Emmett O'Brian is a science fiction role player, GM, imbiber of dark-hued beverages and father of two. Before he was even a teenager he'd been looking for and trying to design that perfect system that scratches all his itches (he'll let you know when he finds it). As his boss is fond of saying, "Don't worry, he looks scary but he's harmless." You can find his projects at theartifact.net and steampunkfitters.com

  5 Responses to “Thinking About A Homebrew Game System?”

  1. Not everything needs game mechanics. Remember that every element in the game needs to be compared with every other element that it can interact with. The more mechanics you add, the complexity grows exponentially.

    For example, stabbing somebody in the neck brings up the old “called shots problem”. Games with called shots almost always have one of two issues. 1) Called shots are worthless. The extra difficulty in pulling them off is not worth the in game benefit. Players never use them 2) Called shots are too good.
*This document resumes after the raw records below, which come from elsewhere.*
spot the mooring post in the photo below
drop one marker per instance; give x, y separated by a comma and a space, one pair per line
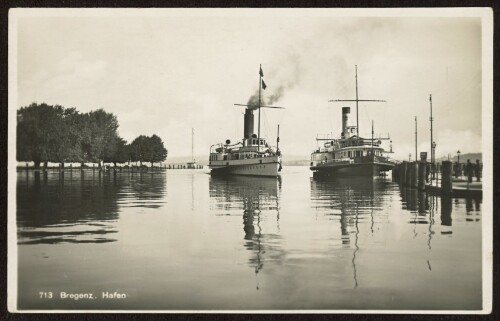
469, 171
446, 178
422, 175
414, 175
402, 178
478, 171
409, 174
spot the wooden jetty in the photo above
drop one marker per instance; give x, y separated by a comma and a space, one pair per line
442, 179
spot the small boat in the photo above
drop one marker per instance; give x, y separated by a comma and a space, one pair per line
351, 155
252, 155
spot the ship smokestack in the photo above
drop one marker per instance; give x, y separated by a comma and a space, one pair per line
248, 125
345, 120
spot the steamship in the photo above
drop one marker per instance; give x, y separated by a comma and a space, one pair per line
351, 155
252, 155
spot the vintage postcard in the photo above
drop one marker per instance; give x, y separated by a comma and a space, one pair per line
250, 160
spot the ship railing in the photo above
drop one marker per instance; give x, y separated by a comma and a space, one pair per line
339, 160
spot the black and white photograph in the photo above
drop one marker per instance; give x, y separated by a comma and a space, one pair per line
250, 160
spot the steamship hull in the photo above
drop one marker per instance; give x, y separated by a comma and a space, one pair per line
367, 169
266, 166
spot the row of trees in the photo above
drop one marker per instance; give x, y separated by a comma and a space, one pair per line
48, 133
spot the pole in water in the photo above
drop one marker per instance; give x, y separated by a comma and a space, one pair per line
278, 139
260, 86
416, 156
357, 100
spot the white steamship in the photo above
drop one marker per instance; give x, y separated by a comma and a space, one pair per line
252, 155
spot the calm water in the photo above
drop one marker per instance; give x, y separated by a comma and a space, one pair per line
185, 240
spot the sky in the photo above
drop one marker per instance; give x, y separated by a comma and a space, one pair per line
174, 70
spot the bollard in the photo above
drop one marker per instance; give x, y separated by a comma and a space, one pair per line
478, 171
403, 173
446, 178
414, 175
446, 208
422, 174
469, 171
408, 174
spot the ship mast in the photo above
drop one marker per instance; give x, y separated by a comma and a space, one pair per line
253, 107
357, 100
258, 130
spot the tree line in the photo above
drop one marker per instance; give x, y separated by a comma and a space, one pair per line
57, 134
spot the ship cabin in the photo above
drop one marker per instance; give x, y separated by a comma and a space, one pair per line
351, 150
246, 149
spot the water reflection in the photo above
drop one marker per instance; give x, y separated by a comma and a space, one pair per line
258, 199
80, 206
352, 200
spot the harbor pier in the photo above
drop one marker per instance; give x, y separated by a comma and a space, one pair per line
445, 179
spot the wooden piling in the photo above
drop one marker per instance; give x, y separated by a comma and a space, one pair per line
422, 175
478, 171
414, 175
402, 180
446, 178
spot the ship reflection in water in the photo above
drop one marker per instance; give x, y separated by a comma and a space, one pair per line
258, 199
80, 206
351, 201
244, 243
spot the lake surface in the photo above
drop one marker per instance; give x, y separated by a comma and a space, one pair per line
183, 240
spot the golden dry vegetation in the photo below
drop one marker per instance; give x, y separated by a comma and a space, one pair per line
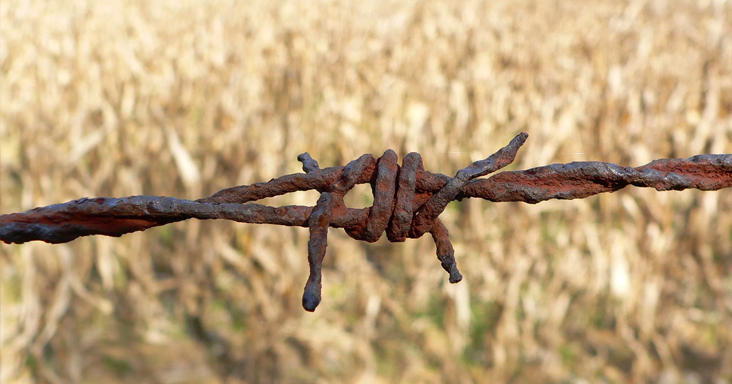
184, 98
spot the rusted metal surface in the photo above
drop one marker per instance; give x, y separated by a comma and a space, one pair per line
407, 200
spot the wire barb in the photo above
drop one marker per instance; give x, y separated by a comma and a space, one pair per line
407, 200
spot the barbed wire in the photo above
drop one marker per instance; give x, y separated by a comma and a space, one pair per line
407, 200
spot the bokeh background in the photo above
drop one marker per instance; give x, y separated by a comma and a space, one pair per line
184, 98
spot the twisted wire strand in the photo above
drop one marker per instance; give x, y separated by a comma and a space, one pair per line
407, 200
382, 216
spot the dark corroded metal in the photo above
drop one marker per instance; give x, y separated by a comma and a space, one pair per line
407, 200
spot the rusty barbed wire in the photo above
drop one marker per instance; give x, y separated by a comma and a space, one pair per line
407, 200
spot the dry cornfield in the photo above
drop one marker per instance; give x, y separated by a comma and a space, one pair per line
184, 98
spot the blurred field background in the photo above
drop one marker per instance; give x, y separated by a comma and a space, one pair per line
184, 98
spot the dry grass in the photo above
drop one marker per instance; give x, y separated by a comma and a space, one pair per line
186, 98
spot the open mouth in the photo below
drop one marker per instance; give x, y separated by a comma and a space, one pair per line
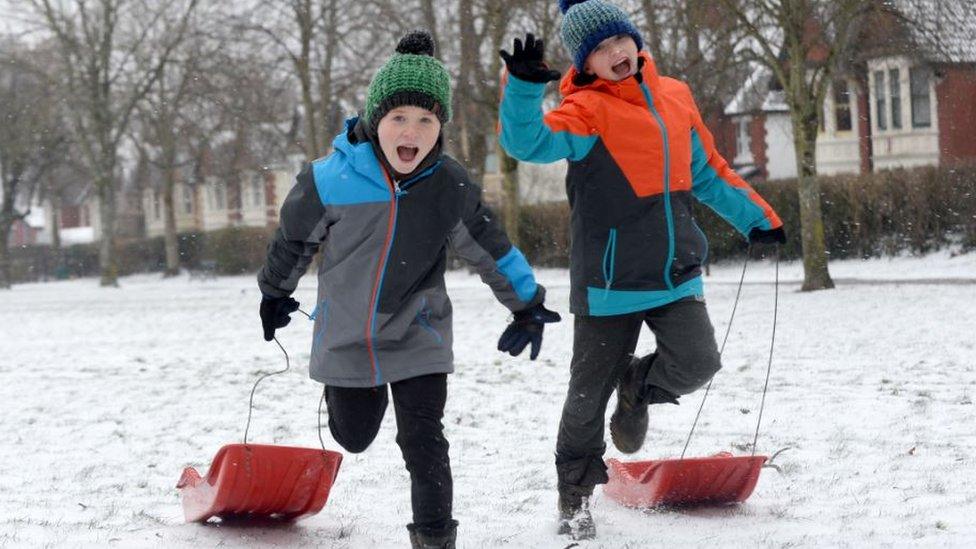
407, 154
622, 68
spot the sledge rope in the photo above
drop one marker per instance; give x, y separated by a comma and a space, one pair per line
725, 339
250, 404
769, 365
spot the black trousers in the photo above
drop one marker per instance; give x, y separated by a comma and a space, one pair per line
354, 419
686, 358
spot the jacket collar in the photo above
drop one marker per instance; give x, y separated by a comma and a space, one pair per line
628, 89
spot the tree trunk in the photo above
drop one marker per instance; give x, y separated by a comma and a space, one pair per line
510, 196
5, 281
56, 223
304, 19
170, 239
815, 273
106, 250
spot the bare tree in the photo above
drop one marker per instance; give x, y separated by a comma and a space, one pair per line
112, 52
804, 43
165, 120
31, 140
318, 39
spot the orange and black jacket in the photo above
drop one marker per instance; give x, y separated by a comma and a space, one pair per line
638, 152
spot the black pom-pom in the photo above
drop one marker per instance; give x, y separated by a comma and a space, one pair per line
566, 4
416, 42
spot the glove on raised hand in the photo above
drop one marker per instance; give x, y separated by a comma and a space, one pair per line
525, 63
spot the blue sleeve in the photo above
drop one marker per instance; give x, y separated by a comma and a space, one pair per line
527, 135
726, 193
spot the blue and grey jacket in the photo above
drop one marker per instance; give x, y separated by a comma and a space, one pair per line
383, 313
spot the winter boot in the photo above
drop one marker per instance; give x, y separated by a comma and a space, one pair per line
628, 424
575, 519
433, 538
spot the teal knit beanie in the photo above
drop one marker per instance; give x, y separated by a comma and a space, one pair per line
586, 23
411, 77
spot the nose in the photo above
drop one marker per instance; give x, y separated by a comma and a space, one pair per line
411, 130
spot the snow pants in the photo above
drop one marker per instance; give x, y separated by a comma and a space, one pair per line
686, 358
355, 415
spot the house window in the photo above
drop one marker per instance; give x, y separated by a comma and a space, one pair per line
187, 200
842, 106
257, 190
880, 112
894, 84
219, 195
921, 102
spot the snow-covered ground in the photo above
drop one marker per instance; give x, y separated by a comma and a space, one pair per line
107, 394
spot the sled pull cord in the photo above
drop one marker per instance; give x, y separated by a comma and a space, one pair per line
250, 404
772, 341
725, 339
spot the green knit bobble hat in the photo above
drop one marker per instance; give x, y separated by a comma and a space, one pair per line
411, 77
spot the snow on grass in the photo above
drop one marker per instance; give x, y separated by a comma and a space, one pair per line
108, 393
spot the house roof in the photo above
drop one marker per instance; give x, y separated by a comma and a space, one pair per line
945, 30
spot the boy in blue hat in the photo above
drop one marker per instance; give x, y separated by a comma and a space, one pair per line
638, 154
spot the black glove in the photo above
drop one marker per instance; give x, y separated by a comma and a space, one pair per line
274, 314
772, 236
525, 329
526, 63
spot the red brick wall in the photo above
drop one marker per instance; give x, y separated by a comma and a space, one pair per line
956, 99
757, 144
723, 130
866, 151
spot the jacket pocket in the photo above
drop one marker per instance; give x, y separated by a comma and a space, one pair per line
423, 318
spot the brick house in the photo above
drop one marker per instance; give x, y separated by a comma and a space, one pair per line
907, 102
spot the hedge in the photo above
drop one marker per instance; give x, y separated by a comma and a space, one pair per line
870, 215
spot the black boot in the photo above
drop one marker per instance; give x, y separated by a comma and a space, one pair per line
628, 424
575, 519
433, 538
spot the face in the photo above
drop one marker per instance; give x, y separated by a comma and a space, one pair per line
407, 135
613, 59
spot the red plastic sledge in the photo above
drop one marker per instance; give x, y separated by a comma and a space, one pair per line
259, 480
676, 482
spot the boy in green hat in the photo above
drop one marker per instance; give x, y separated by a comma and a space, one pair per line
382, 209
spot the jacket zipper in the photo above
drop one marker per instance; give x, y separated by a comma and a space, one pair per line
667, 184
323, 309
396, 191
609, 260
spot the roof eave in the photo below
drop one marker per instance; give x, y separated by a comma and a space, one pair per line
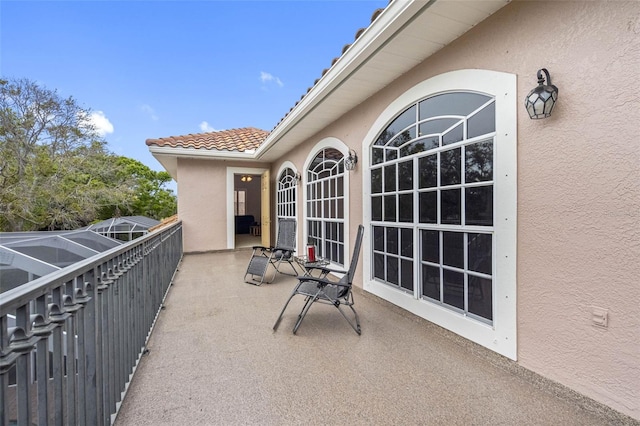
168, 156
397, 16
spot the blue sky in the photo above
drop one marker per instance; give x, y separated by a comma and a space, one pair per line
151, 69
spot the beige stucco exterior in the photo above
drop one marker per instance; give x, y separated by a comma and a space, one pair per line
578, 185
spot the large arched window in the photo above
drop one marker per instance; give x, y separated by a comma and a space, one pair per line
432, 187
325, 206
441, 205
286, 194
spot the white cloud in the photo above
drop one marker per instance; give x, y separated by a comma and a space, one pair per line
204, 126
101, 123
150, 111
267, 78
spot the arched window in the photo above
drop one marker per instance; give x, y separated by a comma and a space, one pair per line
326, 204
432, 187
286, 194
441, 205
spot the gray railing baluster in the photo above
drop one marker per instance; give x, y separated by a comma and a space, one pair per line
99, 313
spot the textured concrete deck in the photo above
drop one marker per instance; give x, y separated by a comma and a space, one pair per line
214, 360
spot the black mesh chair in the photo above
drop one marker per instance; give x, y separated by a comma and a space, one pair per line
281, 253
321, 289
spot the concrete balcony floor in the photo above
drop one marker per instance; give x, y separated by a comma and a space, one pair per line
215, 360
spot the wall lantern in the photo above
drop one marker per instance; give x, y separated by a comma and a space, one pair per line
351, 160
540, 101
296, 178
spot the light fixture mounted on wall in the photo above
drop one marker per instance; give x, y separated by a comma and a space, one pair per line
540, 101
351, 160
296, 178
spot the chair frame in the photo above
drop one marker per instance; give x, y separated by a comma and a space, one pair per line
283, 251
316, 289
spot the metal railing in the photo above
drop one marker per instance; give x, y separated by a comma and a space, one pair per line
71, 340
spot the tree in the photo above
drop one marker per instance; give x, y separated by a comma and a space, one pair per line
56, 171
149, 196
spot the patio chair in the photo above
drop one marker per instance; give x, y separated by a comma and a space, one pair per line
281, 253
321, 289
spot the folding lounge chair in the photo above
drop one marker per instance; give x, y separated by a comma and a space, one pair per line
320, 289
283, 251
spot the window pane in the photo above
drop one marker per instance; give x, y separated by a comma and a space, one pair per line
406, 274
428, 207
451, 104
378, 266
479, 162
453, 288
454, 135
405, 119
431, 246
431, 282
480, 297
390, 208
390, 178
428, 171
377, 155
378, 238
480, 253
392, 270
406, 242
392, 240
479, 206
403, 137
376, 181
419, 146
436, 126
453, 249
450, 207
405, 207
405, 175
483, 122
450, 167
340, 208
376, 208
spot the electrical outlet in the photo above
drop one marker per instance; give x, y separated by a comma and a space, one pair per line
600, 317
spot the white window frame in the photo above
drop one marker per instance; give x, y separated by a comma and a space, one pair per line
501, 335
335, 143
287, 165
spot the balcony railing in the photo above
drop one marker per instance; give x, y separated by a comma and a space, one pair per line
71, 340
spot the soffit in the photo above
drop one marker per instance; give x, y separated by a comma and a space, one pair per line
405, 34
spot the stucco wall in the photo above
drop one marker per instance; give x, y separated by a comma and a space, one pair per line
578, 184
202, 202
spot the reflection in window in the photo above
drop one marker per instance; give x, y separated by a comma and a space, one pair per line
326, 204
286, 194
432, 171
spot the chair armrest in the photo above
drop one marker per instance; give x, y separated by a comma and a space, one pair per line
323, 281
325, 270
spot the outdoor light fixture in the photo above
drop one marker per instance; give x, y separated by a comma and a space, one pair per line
296, 178
540, 101
351, 160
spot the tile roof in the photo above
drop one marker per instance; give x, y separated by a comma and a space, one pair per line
346, 47
248, 138
245, 139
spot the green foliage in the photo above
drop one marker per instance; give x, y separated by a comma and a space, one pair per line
56, 172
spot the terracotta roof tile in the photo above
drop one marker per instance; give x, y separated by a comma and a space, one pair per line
245, 139
346, 47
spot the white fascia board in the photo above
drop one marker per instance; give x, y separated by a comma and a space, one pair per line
203, 153
390, 21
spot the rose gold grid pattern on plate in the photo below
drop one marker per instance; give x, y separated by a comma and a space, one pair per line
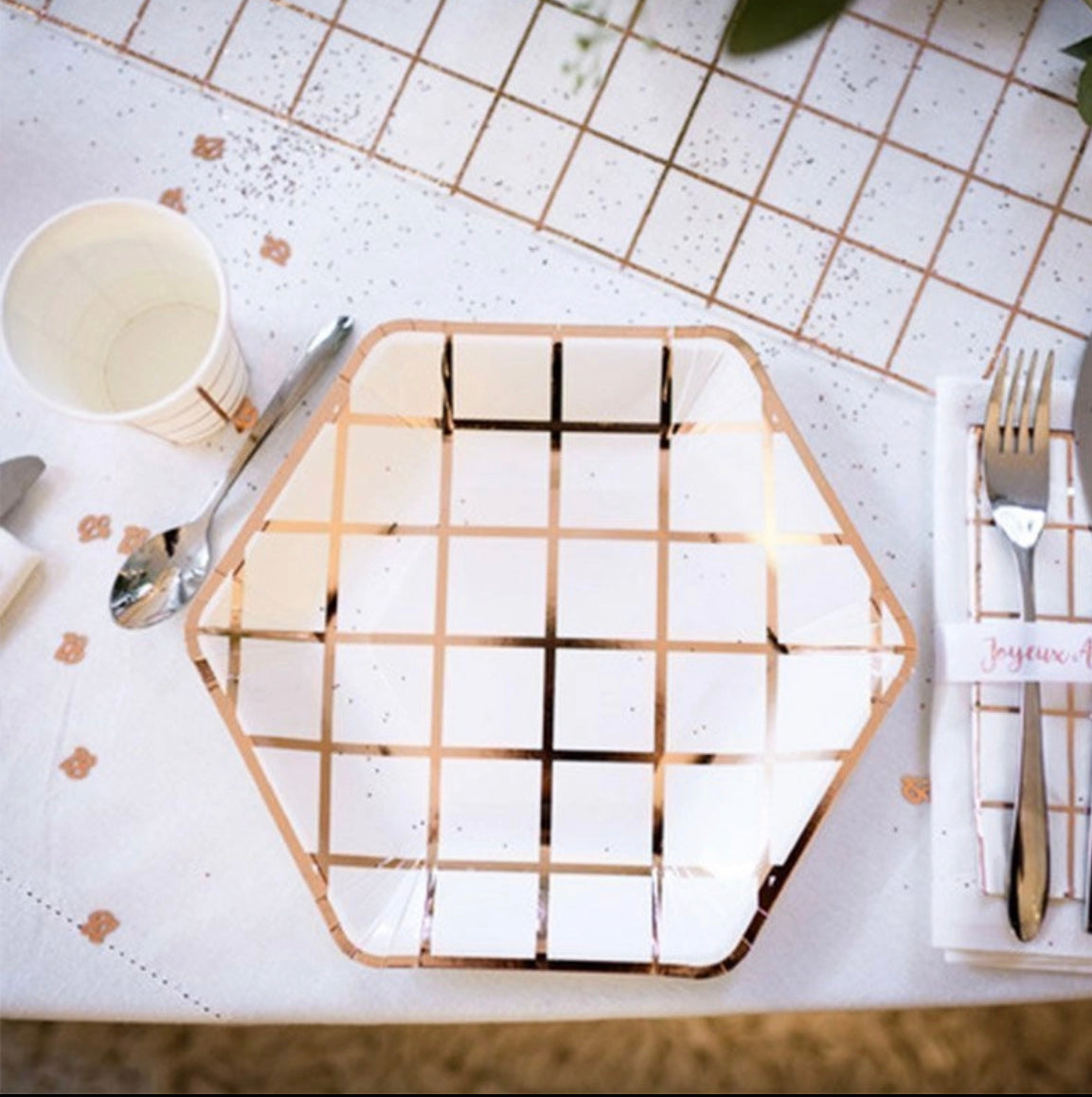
892, 362
314, 863
1071, 710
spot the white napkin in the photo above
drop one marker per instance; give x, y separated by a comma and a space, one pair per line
16, 565
975, 728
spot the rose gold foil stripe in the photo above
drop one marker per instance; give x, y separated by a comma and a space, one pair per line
535, 754
439, 640
549, 654
711, 297
967, 177
576, 643
567, 532
498, 94
223, 44
565, 868
314, 57
548, 425
415, 58
660, 703
331, 644
582, 127
865, 175
235, 645
709, 68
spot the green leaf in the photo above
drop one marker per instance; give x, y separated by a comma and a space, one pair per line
1083, 49
1084, 94
762, 25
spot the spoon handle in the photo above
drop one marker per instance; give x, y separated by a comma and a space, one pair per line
315, 356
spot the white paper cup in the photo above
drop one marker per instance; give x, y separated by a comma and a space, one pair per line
116, 312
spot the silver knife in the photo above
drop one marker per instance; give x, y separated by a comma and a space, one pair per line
1083, 423
16, 475
1083, 436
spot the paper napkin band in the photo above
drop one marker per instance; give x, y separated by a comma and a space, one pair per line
1014, 651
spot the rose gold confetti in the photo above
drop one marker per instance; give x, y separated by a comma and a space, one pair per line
133, 537
99, 924
276, 249
95, 527
915, 789
173, 198
245, 415
207, 148
71, 648
78, 764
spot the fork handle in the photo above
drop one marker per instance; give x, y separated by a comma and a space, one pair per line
1029, 862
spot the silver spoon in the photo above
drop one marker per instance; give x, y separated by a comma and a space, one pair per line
161, 576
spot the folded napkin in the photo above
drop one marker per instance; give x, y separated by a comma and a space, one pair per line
16, 564
976, 723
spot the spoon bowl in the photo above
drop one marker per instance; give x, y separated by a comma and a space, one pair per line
161, 576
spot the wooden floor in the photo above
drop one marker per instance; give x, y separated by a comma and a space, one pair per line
996, 1050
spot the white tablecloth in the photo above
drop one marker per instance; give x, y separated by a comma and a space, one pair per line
162, 849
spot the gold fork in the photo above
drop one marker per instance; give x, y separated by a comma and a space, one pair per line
1016, 473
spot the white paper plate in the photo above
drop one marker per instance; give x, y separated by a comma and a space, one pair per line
548, 647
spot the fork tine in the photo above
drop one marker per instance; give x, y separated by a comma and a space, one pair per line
992, 437
1041, 430
1023, 435
1009, 436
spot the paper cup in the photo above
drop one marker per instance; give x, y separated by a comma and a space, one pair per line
116, 312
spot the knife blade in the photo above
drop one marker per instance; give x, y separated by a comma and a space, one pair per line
16, 475
1083, 436
1083, 423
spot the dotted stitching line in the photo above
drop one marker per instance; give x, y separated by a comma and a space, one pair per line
113, 948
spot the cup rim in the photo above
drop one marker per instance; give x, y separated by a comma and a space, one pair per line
155, 209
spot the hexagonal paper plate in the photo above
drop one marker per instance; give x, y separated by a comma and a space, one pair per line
549, 647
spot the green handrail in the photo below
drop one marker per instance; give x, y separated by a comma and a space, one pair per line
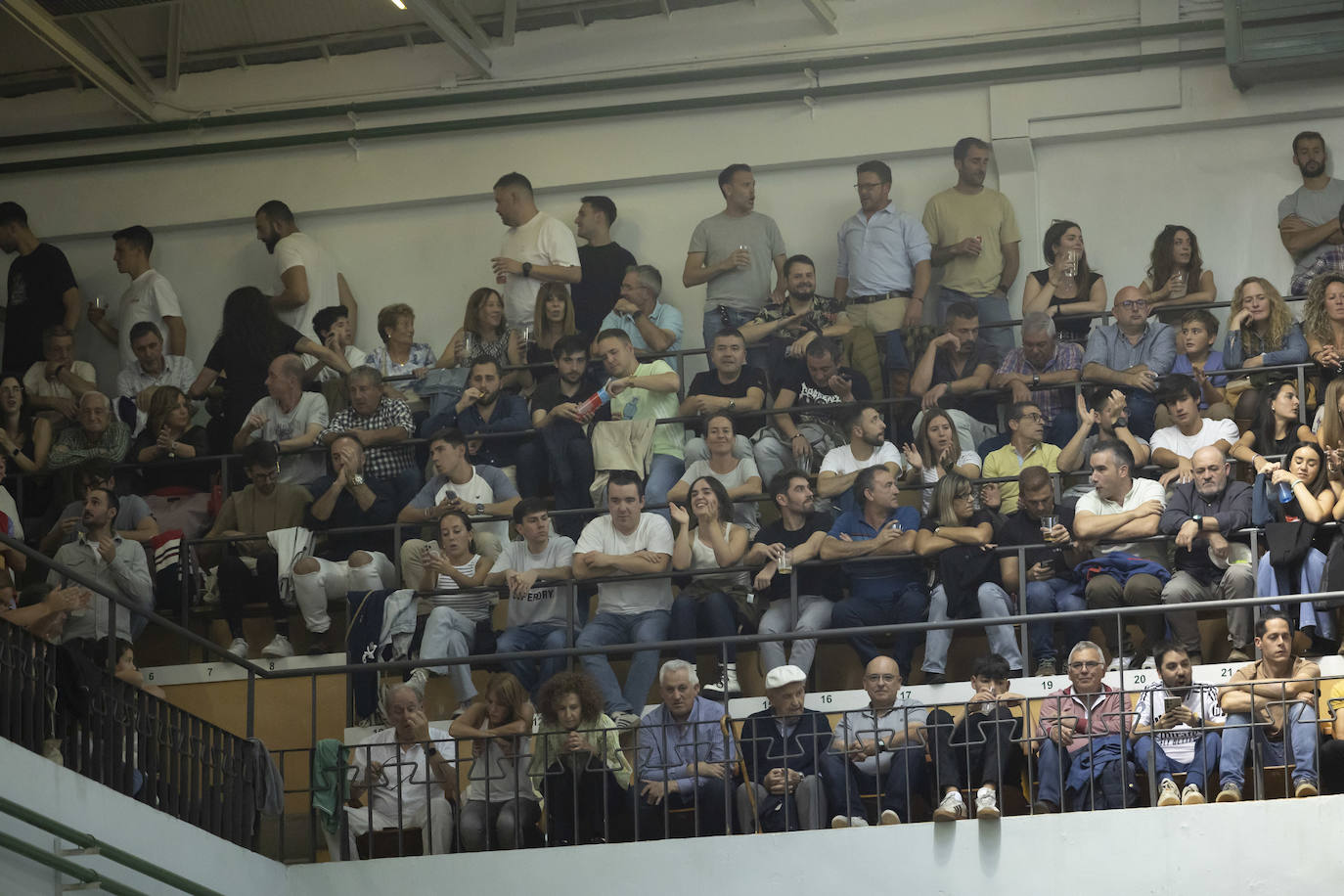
65, 867
89, 841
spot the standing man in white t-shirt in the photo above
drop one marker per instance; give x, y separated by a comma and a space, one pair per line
538, 614
538, 248
150, 297
867, 446
1122, 507
733, 252
1309, 216
635, 543
309, 274
481, 492
1175, 445
291, 417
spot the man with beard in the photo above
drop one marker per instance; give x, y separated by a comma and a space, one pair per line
560, 457
485, 409
311, 277
974, 242
1202, 514
1176, 729
790, 326
1308, 218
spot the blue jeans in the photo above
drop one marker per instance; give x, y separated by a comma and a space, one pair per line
715, 320
664, 471
1197, 770
992, 309
1300, 737
1053, 596
617, 628
869, 606
845, 784
711, 615
536, 636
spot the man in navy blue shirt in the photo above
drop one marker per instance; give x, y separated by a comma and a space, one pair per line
880, 591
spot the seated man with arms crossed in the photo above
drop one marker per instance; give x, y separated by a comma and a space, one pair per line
783, 747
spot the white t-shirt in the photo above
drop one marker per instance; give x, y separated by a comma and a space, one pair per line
281, 426
542, 241
297, 250
150, 297
1140, 492
545, 604
1179, 741
354, 357
1182, 445
628, 598
406, 771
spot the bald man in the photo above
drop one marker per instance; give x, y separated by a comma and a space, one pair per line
1204, 515
290, 417
1132, 353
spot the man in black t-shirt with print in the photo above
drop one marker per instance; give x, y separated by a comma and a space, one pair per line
560, 456
730, 385
793, 539
802, 438
603, 261
42, 291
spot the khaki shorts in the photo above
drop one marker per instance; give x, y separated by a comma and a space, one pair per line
880, 317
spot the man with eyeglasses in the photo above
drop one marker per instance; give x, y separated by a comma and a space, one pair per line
1026, 448
1082, 740
883, 267
248, 568
876, 748
1132, 353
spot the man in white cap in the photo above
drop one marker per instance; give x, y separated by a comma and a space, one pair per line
783, 747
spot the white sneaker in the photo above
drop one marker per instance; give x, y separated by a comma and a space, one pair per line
987, 805
952, 808
279, 648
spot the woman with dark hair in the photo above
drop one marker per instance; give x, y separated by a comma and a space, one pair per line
707, 606
1067, 285
1276, 427
960, 535
169, 434
1304, 481
499, 799
578, 763
453, 565
1176, 273
250, 337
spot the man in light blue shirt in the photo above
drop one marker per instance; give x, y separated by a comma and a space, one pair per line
652, 326
683, 756
1132, 353
882, 267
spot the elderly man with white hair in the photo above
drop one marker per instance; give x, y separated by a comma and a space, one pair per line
405, 777
783, 747
683, 756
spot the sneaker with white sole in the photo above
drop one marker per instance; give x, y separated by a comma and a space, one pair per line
952, 808
987, 803
1168, 794
279, 648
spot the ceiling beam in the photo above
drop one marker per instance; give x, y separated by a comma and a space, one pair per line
824, 14
45, 28
431, 15
510, 22
172, 70
468, 22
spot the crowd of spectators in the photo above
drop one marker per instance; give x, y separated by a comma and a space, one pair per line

The benefits you get from the called shot overwhelms the added difficulty. Players always use called shots.

    It’s not that you can’t build a balanced called shot rule. It’s just that almost any combat modifier will tip the balance one way or another. Clever players will try and stack the things that help them. Soon you end up with an character with a precision crossbow with spirit scope wearing only a full helm, breastplate and codpiece.

  2. Hi, Philo
    You’re right, not everything needs a mechanic. However if your players really WANT to be carrying around a precision crossbow with spirit scope wearing a full helm, breastplate and codpiece, well then, why not? Especially in a homebrew system, you really only have to cater to YOUR players. Theoretical other gaming groups really don’t have any sway in the decision.

  3. I have been working on a system that is trying to focus mainly on the roleplaying aspect, instead of the whole dice-rolling, power-gaming aspect. I am going to be including a system that rewards the player for being creative and explain what they are doing in as great of detail as possible. They could make a called shot, but they need to make it as fancy and descriptive as possible to be able to get the absolute best possible. I’m hoping that this will help with the whole power-gaming thing, but i will create mechanics so that the group that loves to do it, can do it.

  4. Hi Brock,
    Sounds cool, let us know when you’ve nailed it down. I’d like to see what you come up with. Remember, narrative mechanics are still mechanics so the concepts still apply. Usually narrative mechanics are pretty universal, I think the difficulty is often defining where they should stop. Mature players tend to get the idea of what they should be able to do and work with the other players, so it’s not so bad for most groups. It’s just that rotten apple that I always worry will try and abuse the system which is what I worry about.

  5. Nice, this is very useful. I have some questions specifically related to combat though and how to create a good combat system that is rules light and aids in story telling rather than simulation.
    More on this question at 1km1kt.